Dean

Posted on Sep 22, 2021 • Originally published at veducate.co.uk on Aug 30, 2021

MongoDB Container data loss issue – A Journey

#kubernetes #bitnami #dataloss #mongodb

Over the past month or so I noticed an issue with my Pac-Man Kubernetes application, which I use for demonstrations as a basic app front-end that writes to a database back end, running in Kubernetes.

When I restored my instances using Kasten, my Pac-Man high scores were missing.
This issue happened when I made some changes to my deployment files to configure authentication to the MongoDB using environment variables in my deployment file.

This blog post is a detail walk-through of the steps I took to troubleshoot the issue, and then rectify it!

Summary if you don’t want to read the post

If you are not looking to read through this blog post, here is the summary:

I changed MongoDB images, I needed to configure a new mount point location to match the MongoDB configuration
New MongoDB image is non-root, so had to use an Init container to configure the permissions on the PV first

Overview of the application

The application is made up of the following components:

Namespace
Deployment
- MongoDB Pod
- DB Authentication configured
- Attached to a PVC
- Pac-Man Pod
- Nodejs web front end that connects back to the MongoDB Pod by looking for the Pod DNS address internally.
RBAC Configuration for Pod Security and Service Account
Secret which holds the data for the MongoDB Usernames and Passwords to be configured
Service
- Type: LoadBalancer
- Used to balance traffic to the Pac-Man Pods

Confirming the behaviour

The behaviour I was seeing when my application was deployed:

Pac-Man web page – I could save a high score, and it would show in the high scores list
- This showed the connectivity to the database was working, as the app would hang if it could not write to the database.
I would protect my application using Kasten. When I deleted the namespace, and restored everything, my application would be running, but there was no high scores to show.
This was apparent from deploying the branch version v0.5.0 and v0.5.1 from my GitHub.
Deploying the branch v0.2.0 would not product the same behaviour
- This configuration did not have any database authentication setup, meaning MongoDB was open to the world if they could connect without a UN/Password.

Testing the Behaviour

First, I deployed my branch v0.2.0 code. I saved some high scores, backed up the namespace and artifacts. I then restored everything, and it worked.

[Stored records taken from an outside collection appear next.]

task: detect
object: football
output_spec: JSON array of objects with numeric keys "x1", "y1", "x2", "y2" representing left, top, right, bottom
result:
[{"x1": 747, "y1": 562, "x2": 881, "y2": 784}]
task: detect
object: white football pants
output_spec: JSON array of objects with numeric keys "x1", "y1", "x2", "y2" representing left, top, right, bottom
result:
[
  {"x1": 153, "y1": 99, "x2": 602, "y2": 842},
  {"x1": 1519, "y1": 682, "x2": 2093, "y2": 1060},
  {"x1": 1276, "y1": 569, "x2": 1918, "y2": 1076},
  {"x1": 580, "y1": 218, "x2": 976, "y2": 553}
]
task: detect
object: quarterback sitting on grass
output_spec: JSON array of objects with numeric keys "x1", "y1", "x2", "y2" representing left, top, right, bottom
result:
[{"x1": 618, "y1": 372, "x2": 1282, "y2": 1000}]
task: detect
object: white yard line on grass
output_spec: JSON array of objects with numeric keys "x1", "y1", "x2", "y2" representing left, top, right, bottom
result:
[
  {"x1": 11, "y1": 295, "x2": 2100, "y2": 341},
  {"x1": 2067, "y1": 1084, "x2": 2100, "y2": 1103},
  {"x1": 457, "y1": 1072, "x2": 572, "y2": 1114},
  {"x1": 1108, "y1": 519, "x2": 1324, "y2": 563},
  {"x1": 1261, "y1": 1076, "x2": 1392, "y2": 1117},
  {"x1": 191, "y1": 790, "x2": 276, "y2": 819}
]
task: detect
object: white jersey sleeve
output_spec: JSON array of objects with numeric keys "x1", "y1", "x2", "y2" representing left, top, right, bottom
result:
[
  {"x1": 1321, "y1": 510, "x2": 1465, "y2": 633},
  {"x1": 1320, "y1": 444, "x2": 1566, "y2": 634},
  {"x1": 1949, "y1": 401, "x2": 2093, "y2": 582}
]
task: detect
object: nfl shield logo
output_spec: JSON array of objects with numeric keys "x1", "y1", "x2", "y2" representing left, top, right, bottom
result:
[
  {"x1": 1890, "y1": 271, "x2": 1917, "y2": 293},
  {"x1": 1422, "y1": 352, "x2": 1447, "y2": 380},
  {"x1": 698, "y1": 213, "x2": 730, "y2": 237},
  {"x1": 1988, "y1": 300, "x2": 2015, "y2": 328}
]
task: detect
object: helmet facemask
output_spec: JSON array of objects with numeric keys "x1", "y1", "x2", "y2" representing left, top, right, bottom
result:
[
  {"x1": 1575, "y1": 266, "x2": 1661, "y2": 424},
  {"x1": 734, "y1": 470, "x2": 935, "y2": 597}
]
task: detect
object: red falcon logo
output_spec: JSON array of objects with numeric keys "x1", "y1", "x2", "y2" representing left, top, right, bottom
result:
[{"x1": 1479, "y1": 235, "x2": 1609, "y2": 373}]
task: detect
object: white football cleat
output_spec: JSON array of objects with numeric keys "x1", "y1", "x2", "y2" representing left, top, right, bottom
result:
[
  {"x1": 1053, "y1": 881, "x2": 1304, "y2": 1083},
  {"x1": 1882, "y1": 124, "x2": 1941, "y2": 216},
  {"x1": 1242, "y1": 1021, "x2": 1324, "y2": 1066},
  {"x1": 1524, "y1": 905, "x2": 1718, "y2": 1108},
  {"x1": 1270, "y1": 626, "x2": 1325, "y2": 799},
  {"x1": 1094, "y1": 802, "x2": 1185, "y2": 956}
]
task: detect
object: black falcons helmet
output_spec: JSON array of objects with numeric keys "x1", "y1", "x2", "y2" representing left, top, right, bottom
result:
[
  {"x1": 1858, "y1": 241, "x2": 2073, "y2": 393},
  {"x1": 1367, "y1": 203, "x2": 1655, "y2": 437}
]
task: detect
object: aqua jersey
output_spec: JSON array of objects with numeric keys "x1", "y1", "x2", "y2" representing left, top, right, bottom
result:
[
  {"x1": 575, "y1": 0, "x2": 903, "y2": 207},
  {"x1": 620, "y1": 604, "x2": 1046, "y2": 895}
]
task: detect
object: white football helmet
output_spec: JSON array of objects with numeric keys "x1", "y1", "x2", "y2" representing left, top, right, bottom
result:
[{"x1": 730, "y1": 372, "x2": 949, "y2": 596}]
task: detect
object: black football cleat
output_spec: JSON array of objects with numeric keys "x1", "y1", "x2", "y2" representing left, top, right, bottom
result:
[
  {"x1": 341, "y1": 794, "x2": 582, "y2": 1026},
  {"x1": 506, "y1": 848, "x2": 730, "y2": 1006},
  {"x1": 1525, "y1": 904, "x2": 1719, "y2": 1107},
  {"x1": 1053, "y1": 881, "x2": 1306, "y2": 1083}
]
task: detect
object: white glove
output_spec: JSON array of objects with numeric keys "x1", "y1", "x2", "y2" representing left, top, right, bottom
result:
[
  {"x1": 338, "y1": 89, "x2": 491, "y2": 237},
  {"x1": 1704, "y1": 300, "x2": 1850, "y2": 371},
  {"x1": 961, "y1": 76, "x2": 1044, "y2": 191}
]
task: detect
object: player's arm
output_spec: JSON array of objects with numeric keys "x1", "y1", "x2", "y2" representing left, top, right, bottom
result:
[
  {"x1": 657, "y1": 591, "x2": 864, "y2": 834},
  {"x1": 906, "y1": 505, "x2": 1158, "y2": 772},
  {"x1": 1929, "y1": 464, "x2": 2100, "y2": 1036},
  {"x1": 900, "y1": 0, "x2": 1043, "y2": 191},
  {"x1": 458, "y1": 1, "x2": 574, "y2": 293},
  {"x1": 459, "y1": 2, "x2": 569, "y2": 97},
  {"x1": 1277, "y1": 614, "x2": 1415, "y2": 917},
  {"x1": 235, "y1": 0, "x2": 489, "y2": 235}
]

I connected to the shell of my container to look at what was happening.

kubectl exec {podname} -n {namespace} -it -- {cmd}

From here, I could see my mount point listed correct, and when browsing the mount point, I could see the expected files from MongoDB stored.

    spec:
      serviceAccount: pacman-sa
      containers:
      - image: mongo
        name: mongo
        ports:
        - name: mongo
          containerPort: 27017
        volumeMounts:
          - name: mongo-db
            mountPath: /data/db
      volumes:
        - name: mongo-db
          persistentVolumeClaim:
            claimName: mongo-storage

Next, I deleted this namespace, and redeployed using my branch v0.5.1 code. Ran a game of Pac-Man and saved the high score. Once again this looked to have committed fine. Backup data, kill namespace, and restore using Kasten.

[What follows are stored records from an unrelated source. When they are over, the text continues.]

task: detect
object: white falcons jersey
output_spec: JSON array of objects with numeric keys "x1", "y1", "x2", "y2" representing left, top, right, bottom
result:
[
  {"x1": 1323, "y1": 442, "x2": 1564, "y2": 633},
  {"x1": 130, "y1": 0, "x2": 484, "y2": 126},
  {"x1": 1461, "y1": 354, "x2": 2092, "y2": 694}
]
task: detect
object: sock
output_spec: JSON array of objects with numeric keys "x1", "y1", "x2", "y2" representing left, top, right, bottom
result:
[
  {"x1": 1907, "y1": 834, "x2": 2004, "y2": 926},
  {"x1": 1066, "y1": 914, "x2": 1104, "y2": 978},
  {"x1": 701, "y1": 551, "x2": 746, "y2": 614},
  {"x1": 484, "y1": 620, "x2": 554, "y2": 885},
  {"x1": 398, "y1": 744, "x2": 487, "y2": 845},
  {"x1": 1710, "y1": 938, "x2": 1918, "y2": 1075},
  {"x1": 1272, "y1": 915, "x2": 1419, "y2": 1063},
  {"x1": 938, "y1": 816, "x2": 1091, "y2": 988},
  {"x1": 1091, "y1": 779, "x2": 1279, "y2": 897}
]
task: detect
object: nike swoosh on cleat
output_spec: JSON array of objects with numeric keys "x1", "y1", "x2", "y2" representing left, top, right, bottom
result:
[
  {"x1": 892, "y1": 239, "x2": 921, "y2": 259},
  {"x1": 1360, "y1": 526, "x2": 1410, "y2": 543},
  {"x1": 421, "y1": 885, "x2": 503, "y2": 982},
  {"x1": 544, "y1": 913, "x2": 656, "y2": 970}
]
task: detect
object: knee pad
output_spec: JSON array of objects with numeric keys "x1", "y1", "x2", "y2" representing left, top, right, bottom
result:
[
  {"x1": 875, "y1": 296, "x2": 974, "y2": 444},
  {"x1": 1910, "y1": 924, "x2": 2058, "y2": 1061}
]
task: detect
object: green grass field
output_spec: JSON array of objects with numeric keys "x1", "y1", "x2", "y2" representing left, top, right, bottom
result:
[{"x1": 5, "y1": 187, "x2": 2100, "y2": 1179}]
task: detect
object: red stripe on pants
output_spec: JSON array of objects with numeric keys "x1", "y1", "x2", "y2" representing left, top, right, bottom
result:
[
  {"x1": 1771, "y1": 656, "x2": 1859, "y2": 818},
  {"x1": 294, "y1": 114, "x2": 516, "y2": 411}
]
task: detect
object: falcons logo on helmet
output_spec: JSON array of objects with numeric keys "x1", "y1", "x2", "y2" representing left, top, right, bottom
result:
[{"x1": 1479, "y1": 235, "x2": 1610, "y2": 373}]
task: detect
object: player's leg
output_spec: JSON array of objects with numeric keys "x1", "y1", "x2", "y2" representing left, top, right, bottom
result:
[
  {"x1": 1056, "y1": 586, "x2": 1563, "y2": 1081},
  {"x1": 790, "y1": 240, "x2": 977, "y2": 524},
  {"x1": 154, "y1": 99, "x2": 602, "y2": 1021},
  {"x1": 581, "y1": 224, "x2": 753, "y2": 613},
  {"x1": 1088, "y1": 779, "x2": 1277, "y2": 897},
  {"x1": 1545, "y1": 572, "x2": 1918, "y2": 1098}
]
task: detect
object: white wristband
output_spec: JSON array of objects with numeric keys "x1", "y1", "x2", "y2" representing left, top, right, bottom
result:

I run a shell to the pod and browse the mount point again. There is no data.

Ok, so MongoDB is not writing the data to file, which means it’s storing the data in memory for some reason.

The next steps I took to confirm behaviour:

Restore only the Persistent Volume and connect a test pod to the PV.

apiVersion: v1
kind: Pod
metadata:
  name: task-pv-pod
  namespace: pacman
spec:
  volumes:
    - name: mongo-storage
      persistentVolumeClaim:
        claimName: mongo-storage
  containers:
    - name: task-pv-container
      image: alpine:latest
      command:
        - /bin/sh
        - "-c"
        - "sleep 60m"
      volumeMounts:
        - mountPath: "/data"
          name: mongo-storage

For the v0.2.0 deployment, this was as expected, the data is there.
For the v0.5.1 deployment, there is no data.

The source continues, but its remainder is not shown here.